Op dit moment zijn jonge technologiebedrijven in Nederland minder succesvol dan in andere landen. Alhoewel Nederland meer dan 2,2 keer zo veel startups per capita heeft als het Europese gemiddelde, ligt het percentage van startups dat succesvol doorgroeit naar scale-ups met 19% onder het EU-gemiddelde van 22%. Vergeleken met niet-Europese landen ligt dit percentage nog verder af van het gemiddelde. De toegang tot talent vormt daarbij een van de grootste belemmeringen voor een succesvolle doorgroei.3 Medewerkers vormen het hart van een bedrijf; zonder talent geen groei. Zij zijn een cruciale voorwaarde voor het succes van de onderneming. In de Kamerbrief van 17 december 20244 ben ik reeds uitgebreid ingegaan op de doorgroei van startups en scale-ups in Nederland, het knelpunt rondom de toegang tot talent, en de rol die medewerkersparticipatie in andere succesvolle startup en scale-up landen speelt bij het aantrekken en binden van talent.
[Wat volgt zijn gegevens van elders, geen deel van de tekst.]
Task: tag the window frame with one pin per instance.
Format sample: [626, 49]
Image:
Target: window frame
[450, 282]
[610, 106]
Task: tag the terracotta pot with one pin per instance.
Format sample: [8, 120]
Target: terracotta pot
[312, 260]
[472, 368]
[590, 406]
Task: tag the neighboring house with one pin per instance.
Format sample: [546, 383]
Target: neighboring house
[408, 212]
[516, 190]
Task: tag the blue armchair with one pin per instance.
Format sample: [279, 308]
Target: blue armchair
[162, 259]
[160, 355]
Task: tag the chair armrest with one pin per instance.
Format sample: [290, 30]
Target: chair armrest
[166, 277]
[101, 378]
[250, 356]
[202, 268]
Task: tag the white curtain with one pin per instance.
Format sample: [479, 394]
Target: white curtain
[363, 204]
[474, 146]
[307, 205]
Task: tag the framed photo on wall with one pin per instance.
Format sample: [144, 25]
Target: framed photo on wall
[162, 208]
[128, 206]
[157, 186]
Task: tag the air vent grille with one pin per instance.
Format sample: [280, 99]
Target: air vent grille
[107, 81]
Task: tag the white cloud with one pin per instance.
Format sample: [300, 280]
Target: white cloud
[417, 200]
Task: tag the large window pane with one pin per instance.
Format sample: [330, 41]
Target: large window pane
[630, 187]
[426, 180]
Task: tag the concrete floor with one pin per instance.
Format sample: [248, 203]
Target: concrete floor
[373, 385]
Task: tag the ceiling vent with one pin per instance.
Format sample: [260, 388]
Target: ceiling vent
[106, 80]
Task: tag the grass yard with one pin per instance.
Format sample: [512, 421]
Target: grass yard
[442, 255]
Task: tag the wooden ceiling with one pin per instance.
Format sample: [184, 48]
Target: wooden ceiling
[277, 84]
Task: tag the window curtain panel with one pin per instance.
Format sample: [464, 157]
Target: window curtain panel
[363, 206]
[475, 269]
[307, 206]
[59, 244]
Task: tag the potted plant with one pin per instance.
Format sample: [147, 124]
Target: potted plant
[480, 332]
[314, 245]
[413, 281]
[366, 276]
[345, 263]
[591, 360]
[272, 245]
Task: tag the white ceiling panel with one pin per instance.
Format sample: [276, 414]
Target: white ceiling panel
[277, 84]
Uit het internationaal vergelijkend onderzoek van Archipel Tax Advice5 dat eveneens in december 2024 met uw Kamer is gedeeld, blijkt dat de huidige Nederlandse fiscale aandelenoptieregeling laag scoort ten opzichte van concurrerende landen. Dit is weergegeven in de volgende tabel. Veel andere belangrijke landen voor startups en scale-ups, zoals het Verenigd Koninkrijk, kennen een lagere heffing op dergelijke voordelen en een hogere graad van medewerkersparticipatie onder startups en scale-ups. Daarnaast belasten zij op het moment dat de aandelen die uit de opties worden verkregen verkocht worden en niet op het moment van verwerving van de aandelen.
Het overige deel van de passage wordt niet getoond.